Roast Your Own Pumpkin Seeds

Roast Your Own Pumpkin Seeds

One of my favorite memories of fall is scooping out the insides of pumpkins, cleaning the seeds, roasting them and enjoying the salty, crunchy treat. While we don’t often do this anymore, I started wondering why.

Pumpkin seeds are one of those healthy treats that fill you up quickly. You can use the rest of the pumpkin for other recipes from scratch as well, or simply carve out the pumpkin and turn it into a fun jack-o-lantern to grace your porch.

If you’ve been looking for a new fall tradition to start with your family, give this one a try.

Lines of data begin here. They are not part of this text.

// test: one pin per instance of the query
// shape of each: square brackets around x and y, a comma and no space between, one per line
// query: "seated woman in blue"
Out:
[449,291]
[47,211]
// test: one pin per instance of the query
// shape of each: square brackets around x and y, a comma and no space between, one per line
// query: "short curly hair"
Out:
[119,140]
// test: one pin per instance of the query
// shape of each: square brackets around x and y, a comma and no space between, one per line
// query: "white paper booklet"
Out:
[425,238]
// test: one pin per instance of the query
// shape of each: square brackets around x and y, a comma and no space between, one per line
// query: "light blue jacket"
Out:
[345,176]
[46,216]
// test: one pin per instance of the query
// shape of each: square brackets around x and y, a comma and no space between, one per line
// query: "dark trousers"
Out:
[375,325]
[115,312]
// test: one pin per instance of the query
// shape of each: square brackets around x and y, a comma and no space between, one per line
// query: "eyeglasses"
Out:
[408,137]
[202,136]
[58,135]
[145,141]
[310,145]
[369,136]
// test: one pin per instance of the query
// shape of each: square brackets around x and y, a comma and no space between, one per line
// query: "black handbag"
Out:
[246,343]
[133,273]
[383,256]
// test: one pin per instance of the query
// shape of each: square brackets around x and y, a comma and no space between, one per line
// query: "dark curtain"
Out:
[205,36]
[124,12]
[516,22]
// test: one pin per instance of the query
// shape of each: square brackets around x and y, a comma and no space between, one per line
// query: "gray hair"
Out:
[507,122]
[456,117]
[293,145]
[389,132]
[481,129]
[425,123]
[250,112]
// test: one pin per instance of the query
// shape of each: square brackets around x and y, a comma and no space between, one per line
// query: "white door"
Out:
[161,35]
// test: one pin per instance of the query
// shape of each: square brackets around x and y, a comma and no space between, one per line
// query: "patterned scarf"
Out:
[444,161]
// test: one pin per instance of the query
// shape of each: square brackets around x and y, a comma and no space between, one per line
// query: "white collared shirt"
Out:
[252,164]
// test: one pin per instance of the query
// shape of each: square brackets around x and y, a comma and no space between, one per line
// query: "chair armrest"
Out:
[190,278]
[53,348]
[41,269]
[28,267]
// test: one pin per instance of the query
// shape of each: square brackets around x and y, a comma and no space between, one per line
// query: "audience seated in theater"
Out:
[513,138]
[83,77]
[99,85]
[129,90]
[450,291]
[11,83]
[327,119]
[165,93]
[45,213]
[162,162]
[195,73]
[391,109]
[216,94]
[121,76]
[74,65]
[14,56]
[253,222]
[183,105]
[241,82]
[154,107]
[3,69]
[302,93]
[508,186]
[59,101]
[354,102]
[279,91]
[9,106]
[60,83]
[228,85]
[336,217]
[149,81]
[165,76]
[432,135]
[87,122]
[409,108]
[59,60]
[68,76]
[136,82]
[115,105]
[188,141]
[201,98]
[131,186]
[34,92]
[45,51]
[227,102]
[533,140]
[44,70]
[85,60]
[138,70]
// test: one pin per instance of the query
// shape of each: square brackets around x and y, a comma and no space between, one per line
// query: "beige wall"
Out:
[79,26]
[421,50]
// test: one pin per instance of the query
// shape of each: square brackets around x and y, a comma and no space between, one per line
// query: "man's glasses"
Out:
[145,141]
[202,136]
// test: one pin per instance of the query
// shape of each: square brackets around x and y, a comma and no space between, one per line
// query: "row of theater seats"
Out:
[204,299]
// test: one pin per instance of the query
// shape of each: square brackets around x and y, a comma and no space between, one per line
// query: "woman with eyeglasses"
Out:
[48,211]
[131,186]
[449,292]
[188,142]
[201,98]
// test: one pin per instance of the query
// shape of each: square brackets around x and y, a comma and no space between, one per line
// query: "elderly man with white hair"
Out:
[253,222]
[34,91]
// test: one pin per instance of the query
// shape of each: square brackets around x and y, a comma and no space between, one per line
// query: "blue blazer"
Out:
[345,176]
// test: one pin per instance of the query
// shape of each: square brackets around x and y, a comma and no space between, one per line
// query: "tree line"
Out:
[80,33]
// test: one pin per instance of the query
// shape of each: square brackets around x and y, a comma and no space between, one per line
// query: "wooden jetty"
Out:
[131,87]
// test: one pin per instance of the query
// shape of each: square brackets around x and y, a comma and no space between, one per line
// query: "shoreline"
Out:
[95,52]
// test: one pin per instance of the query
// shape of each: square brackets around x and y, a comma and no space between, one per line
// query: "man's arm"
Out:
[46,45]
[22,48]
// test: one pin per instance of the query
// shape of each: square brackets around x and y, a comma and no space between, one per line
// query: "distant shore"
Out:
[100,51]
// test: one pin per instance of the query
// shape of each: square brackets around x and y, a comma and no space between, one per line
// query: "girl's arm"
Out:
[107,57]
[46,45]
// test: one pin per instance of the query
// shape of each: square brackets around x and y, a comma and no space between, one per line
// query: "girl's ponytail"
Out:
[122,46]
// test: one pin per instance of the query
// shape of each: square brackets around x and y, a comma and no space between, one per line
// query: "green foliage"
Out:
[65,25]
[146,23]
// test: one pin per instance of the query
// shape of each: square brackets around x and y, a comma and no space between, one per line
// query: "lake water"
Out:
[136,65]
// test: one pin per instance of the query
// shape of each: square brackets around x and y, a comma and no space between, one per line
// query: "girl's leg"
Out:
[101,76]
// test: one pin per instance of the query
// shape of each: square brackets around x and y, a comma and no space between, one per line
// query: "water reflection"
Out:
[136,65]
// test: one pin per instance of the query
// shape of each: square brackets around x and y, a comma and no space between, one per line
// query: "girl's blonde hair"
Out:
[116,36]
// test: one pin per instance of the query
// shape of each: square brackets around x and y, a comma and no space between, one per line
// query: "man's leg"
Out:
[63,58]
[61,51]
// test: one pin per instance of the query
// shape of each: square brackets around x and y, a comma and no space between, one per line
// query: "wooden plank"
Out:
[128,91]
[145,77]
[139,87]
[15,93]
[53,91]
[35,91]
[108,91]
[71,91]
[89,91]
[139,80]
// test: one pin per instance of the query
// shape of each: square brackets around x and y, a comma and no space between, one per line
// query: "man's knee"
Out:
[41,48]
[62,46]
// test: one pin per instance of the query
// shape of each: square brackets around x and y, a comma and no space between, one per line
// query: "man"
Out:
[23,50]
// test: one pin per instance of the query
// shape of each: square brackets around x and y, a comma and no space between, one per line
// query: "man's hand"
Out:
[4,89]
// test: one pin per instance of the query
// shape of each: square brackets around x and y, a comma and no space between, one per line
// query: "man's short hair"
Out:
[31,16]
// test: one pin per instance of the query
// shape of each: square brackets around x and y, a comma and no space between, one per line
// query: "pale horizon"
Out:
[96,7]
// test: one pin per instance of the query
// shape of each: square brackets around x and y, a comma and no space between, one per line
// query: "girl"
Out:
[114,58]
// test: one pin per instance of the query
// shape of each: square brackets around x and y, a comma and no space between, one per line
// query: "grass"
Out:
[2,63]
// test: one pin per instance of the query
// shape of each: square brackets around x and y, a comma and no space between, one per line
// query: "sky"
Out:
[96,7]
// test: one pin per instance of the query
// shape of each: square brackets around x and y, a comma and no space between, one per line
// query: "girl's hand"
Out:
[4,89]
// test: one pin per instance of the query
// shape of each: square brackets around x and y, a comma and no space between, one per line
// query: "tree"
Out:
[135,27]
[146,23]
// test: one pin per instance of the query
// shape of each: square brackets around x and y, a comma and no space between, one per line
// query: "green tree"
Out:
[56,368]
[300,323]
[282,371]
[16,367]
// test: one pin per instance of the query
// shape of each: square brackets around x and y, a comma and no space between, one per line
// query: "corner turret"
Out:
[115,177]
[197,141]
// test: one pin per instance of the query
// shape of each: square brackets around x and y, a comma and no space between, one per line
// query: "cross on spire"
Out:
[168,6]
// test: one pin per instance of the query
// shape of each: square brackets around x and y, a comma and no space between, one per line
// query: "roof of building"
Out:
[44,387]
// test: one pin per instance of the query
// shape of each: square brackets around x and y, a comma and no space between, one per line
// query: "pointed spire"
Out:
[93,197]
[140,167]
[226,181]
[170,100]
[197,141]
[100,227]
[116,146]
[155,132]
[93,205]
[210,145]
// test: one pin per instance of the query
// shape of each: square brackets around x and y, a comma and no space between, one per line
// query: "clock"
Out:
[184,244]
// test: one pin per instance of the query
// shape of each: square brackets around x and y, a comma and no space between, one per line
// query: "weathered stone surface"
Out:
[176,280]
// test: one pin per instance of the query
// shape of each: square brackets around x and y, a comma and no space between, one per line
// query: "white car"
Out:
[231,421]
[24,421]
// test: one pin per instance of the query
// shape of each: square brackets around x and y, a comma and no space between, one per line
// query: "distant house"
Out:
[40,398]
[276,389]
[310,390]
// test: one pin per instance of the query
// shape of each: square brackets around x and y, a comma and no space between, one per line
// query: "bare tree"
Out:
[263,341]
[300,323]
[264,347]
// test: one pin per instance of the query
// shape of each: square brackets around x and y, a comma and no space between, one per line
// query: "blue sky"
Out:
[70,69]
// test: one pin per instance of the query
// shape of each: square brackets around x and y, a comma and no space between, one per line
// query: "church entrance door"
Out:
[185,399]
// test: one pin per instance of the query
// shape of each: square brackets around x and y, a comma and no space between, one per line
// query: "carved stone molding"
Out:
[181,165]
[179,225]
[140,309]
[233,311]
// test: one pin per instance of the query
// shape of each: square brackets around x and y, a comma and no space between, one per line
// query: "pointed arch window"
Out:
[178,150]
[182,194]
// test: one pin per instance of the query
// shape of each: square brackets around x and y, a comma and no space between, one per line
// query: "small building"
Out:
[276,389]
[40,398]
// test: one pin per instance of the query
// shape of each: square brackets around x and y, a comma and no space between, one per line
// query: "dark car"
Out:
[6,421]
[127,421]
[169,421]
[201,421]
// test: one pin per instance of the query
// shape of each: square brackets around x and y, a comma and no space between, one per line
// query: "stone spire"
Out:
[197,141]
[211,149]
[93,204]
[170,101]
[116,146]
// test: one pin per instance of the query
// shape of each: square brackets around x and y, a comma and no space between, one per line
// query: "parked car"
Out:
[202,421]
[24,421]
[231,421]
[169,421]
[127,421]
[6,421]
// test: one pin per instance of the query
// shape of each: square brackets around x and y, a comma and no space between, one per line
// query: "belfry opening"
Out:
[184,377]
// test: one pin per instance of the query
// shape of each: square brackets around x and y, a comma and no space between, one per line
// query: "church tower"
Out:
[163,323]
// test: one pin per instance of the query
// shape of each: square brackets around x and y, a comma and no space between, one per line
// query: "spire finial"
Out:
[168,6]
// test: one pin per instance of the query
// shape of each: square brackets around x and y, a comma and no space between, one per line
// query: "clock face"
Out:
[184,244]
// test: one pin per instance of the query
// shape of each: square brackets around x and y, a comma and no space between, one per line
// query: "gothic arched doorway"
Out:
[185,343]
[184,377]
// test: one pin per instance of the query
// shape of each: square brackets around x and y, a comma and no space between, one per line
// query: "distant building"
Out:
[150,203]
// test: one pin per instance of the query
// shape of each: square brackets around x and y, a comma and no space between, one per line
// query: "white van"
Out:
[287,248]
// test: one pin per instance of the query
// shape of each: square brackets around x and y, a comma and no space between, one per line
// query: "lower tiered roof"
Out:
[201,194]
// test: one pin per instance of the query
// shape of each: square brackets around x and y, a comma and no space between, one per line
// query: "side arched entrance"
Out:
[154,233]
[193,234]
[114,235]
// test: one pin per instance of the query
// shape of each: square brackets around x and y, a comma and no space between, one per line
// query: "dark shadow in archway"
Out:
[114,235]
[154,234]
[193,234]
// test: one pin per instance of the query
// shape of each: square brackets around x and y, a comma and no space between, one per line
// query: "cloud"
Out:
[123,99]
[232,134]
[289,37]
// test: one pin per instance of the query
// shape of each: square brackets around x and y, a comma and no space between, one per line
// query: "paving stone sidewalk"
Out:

Roast Your Own Pumpkin Seeds
Author: Crabby Housewife
  • 1 large ripe pumpkin
  • Knife to cut top off
  • Large spoon to scoop inside out
  • Colander
  • Olive oil
  • Salt
  • Water
  • Sheet of parchment paper
  1. Preheat oven to 400 degrees Fahrenheit
  2. Cut the top off the pumpkin, where the stem is.
  3. Scoop out insides with a big spoon. Metal seems to work best.
  4. Place the guts inside a colander and run water over it until the seeds are free of the pulp. I find that a mesh strainer works best for this.
  5. Set a pot of water to boil on the stove with about four cups of water. *Note below
  6. Add 2-3 Tablespoons of salt.
  7. Bring to a boil and then reduce to a simmer for about 8-10 minutes.
  8. Drain the water from the seeds
  9. Toss the seeds in about 1 Tablespoon of olive oil (can sub Canola, which I think tastes better).
  10. Place parchment paper on a large baking sheet and spread the seeds out in a single layer.
  11. Salt the seeds and place on upper rack.
  12. Bake for about 8-10 minutes or until seeds turn a golden brown.
  13. Allow to cool completely.
Recipe Notes

*If you have more than about a cup of pumpkin seeds, you'll want to use more water and salt when boiling and more salt when roasting.